Öztin Akgüç

IMF Çapası ya da Çıpası

01 Kasım 2008 Cumartesi

Çapa ile çıpa eşanlamlı sözcükler midir? Yoksa çapa gemiler, çıpa sandallar için mi kullanılır. Açıkçası kesin bir bilgim yok. Son günlerde sürekli IMF çıpasından söz ediliyor. IMF ile anlaşma yapılmaması ya da geç kalınması eleştiri konusu yapılıyor. Çapa büyük gemiler, çıpa sandallar için kullanılıyorsa, IMF çıpasından söz etmek daha doğru. IMFnin önerileri ancak sandal çıpası kadar bir etki doğuruyor, ekonomi dalgalara, akıntılara kapılarak bunalımlara sürükleniyor, kriz karşısında müşterisi azalan, itibarını yitiren IMF, gelişmekte olan ülkelere yardım yapacakmış. Yardım yapacaksa, çapası ile akıntıya, dalgalanmaya karşı sürüklenmeyi durduracaksa, öncelikle ABDye yardım etsin. Son dalgalanmanın, akıntının kaynağı ABD. Çapayı, dalgalanmanın, akıntının kaynağında atmak daha akılcı olmaz mı? Dalgalanmaya, akıntıya kapılmış ekonomileri çıpalamak ne kadar etkili ve doğru olur? İnsanlar, kapitalistlerin sesyayarları, sözde bilim adamları, iliştirilmiş yazarlar, yanıltıcı bilgilendirme kanalları ile aldatılıyor. Aylardır bazı yazarlarla birlikte anlatmaya çabalıyoruz. ABD ekonomisi tek başına bu krizi taşıyamaz, yaymak zorundadır; nitekim dünyaya yayıyor. Ayrıca bu yükü kapitalistler, büyük sermaye de taşımaz; garibana aktarmak yolunu arayacak ve bulacaktır. Neoliberal politikaları benimsemiş ülkelerde devlet, şirket, banka, finansman kurumu kurtarıyor. Bu devletleştirme, sosyalizme gidiş filan değil yükü, maliyeti garibanın üstüne yıkma alalaması. Devletlerin gökten inme geliri mi var? Devlet, kurtarma operasyonu için büyük bir bölümü gariban tarafından ödenen vergileri kullanacak ya da garibanın yararlandığı kamu hizmetlerini kısacak veya borçlanarak fazini de bir şekilde garibana ödetecek.
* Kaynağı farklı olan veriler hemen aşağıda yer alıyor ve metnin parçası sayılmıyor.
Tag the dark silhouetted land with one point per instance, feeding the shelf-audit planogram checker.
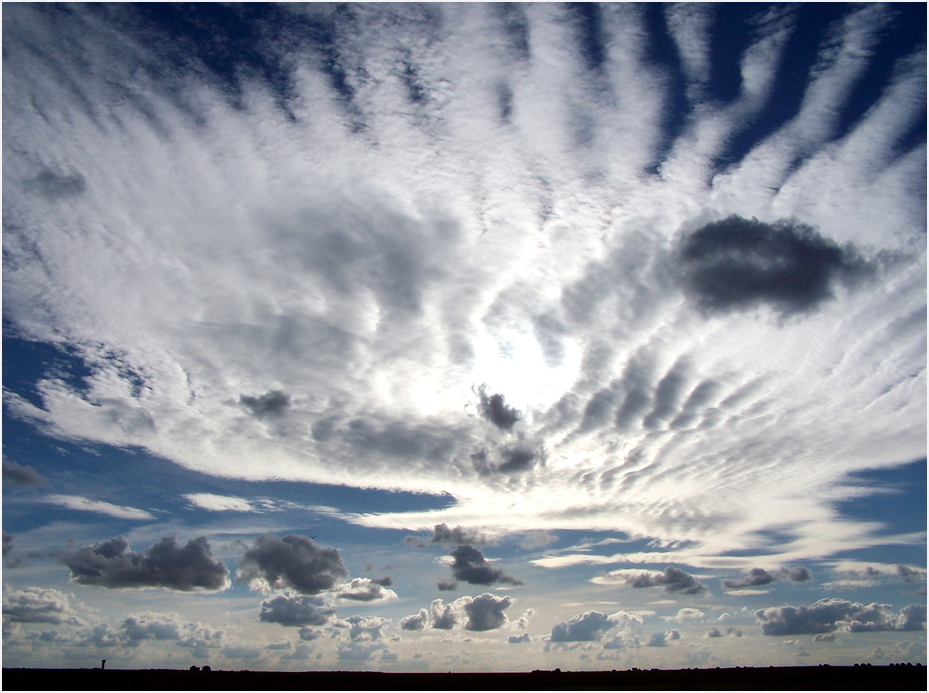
(872, 678)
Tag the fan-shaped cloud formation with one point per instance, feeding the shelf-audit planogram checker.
(471, 567)
(293, 561)
(832, 614)
(165, 564)
(21, 475)
(293, 609)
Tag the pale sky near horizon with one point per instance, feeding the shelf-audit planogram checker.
(464, 336)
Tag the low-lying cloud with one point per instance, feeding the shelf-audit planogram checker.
(166, 564)
(294, 562)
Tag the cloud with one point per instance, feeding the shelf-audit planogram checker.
(121, 512)
(415, 621)
(292, 561)
(662, 639)
(443, 615)
(738, 263)
(485, 612)
(365, 590)
(443, 535)
(672, 580)
(39, 605)
(585, 627)
(21, 475)
(756, 577)
(373, 273)
(494, 409)
(292, 609)
(364, 628)
(687, 614)
(165, 564)
(270, 405)
(213, 502)
(471, 567)
(828, 615)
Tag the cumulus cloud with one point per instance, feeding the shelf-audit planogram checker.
(756, 577)
(662, 639)
(585, 627)
(166, 564)
(16, 474)
(293, 609)
(485, 612)
(494, 409)
(443, 535)
(739, 263)
(672, 580)
(471, 567)
(213, 502)
(294, 562)
(416, 621)
(443, 615)
(121, 512)
(366, 590)
(828, 615)
(39, 605)
(270, 405)
(316, 300)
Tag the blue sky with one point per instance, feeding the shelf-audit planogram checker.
(464, 336)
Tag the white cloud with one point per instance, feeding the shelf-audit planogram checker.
(211, 501)
(304, 301)
(121, 512)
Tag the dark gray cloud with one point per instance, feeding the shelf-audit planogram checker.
(909, 575)
(291, 609)
(443, 616)
(738, 263)
(514, 459)
(799, 574)
(586, 627)
(21, 475)
(485, 612)
(756, 578)
(672, 580)
(828, 615)
(165, 564)
(38, 605)
(151, 627)
(661, 639)
(365, 590)
(269, 405)
(443, 535)
(471, 567)
(56, 185)
(415, 621)
(292, 561)
(494, 409)
(310, 633)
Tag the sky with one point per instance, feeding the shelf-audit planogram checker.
(464, 337)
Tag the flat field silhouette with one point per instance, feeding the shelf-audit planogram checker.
(893, 677)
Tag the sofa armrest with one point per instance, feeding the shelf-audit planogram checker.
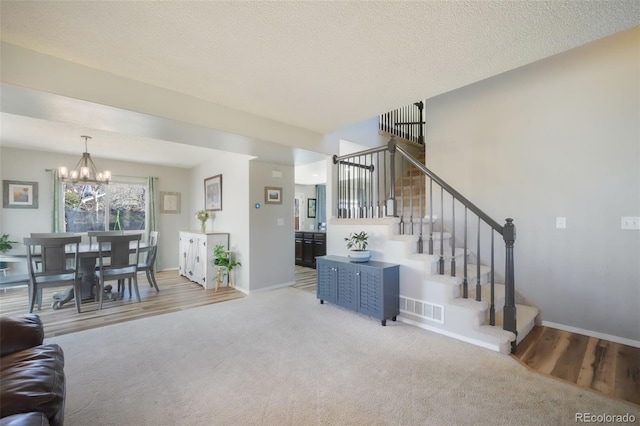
(20, 332)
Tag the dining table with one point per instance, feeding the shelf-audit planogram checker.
(87, 259)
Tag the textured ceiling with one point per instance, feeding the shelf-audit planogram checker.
(316, 65)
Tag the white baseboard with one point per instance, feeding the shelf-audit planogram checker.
(591, 333)
(273, 287)
(456, 336)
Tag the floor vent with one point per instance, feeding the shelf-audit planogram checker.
(422, 309)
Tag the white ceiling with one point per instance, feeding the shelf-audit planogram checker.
(316, 65)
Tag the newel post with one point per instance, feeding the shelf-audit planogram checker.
(391, 202)
(509, 312)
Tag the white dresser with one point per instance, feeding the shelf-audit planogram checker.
(196, 256)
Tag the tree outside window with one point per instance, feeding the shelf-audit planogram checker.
(117, 206)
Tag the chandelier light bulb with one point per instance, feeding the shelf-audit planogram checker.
(85, 171)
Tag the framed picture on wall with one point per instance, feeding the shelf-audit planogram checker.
(19, 195)
(169, 202)
(311, 207)
(213, 193)
(272, 195)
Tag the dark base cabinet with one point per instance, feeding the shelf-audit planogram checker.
(309, 245)
(371, 288)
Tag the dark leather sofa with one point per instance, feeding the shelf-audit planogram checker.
(32, 381)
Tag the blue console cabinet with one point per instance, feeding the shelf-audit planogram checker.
(371, 288)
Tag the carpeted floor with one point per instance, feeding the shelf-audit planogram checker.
(281, 358)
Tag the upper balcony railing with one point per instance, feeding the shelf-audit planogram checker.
(407, 123)
(389, 181)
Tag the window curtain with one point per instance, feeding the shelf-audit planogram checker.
(58, 203)
(154, 209)
(321, 207)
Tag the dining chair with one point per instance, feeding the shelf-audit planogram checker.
(117, 248)
(53, 270)
(149, 263)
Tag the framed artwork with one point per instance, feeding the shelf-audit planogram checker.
(311, 207)
(272, 195)
(169, 202)
(19, 195)
(213, 193)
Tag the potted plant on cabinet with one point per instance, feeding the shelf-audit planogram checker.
(5, 245)
(222, 260)
(357, 243)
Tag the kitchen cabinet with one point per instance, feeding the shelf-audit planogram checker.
(308, 246)
(371, 288)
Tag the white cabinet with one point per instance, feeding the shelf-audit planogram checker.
(196, 256)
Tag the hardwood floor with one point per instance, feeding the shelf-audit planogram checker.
(598, 365)
(176, 294)
(612, 369)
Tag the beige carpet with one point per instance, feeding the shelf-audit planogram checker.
(281, 358)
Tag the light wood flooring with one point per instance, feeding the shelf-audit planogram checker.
(598, 365)
(176, 294)
(606, 367)
(609, 368)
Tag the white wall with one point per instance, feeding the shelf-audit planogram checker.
(24, 165)
(308, 191)
(271, 227)
(234, 216)
(557, 138)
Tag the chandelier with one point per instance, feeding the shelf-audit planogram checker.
(85, 171)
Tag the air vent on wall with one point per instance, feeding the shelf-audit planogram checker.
(422, 309)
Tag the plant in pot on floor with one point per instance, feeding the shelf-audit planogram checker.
(222, 260)
(357, 243)
(5, 245)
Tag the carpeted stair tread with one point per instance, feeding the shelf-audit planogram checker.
(485, 293)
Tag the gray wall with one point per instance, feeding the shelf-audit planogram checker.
(25, 165)
(271, 227)
(557, 138)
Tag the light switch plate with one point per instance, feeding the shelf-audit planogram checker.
(630, 222)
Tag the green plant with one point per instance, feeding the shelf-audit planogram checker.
(6, 243)
(222, 258)
(357, 241)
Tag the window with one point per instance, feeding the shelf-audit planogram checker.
(117, 206)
Ekonomik açıdan gelişmiş ülkelerin garibanı da kafaca, bilgice daha gelişmiş durumda; oyunun farkında, yükün kendi üstüne yıkılmasına karşı çıkıyor. Bu ülkelerde iktidarlar sürekli oy yitiriyor. Şimdi devreye dereceleme şirketleri ile IMF sokuluyor. Derecelendirme şirketleri gelişmekte olan ülkelerin kredi notunu düşürüyor, doğrudan ya da dolaylı biçimde IMFnin kapısını gösteriyor. Siz önce ABD ekonomisini kurtarın da dalgalanma, akıntı dursun. Ona pek teşebbüs eden yok, yükün önemli bir bölümünü gelişmekte olan ülkelerin garibanı üzerine yıkmak peşindeler. IMFnin devreye girmesi ile bu ülkeler dalgalanmadan, bunalımdan kurtulacaklar mı? IMF ne yapacak, ne gibi öneriler getirecek? İsmet Paşanın ünlü deyişi ile geçmişte ne yaptıysa, onu yapacak.

IMFnin üstü açık veya kapalı olarak şunları önermesi beklenir:

Özel kesimin borçlarının önemli bir bölümü Hazine garantili borç şekline dönüştürülsün.

IMF böylece özel sektöre borç veren yurtdışı banka ve finansman kurumlarını, hatta vadeli mal satan firmaları koruyacak, onların alacaklarını güvence altına alacak. Özel sektörün dış borçlanma olanağının kısılmasına engel olacak, en azından borçların yenilenmesine, vadelerinin uzatılmasına yeşil ışık yakacak.

Hazinenin yükü artacağından maliyetin garibanın üstüne yıkılması yolları aranacaktır. Mali disiplin adı altında bunun kılıfı hazırdır. Memura gerçek enflasyon düzeyi altında zam yapılarak reel gelirleri azaltılacaktır. Özel kesim işçi çıkararak, belki kriz gerekçesiyle zam yapmayarak, yükün önemli bir kısmını çalışan kesime aktaracaktır. Ayrıca kamu hizmetlerinin kalitesi düşürülecek, eğitim ve sağlık hizmetleri bir şekilde paralı hale getirilecek, belli bir grup sosyal güvenlikten yoksun duruma düşecek ve/veya sosyal güvenlik daha pahalı hale getirilecektir.

Özel kesim borçlarını yenilemek, yurtdışı alacaklılar, kreditörler güvence altına alınırken yük, işsizlik, reel ücretlerin azalması, kamu hizmetlerinden ve sosyal güvenlikten yoksunluk şeklinde garibanın sırtına yüklenecektir. IMF çıpası geçmişte olduğu gibi tutmayacağından, ekonomimiz daha tehlikeli dalgalara doğru sürüklenecektir.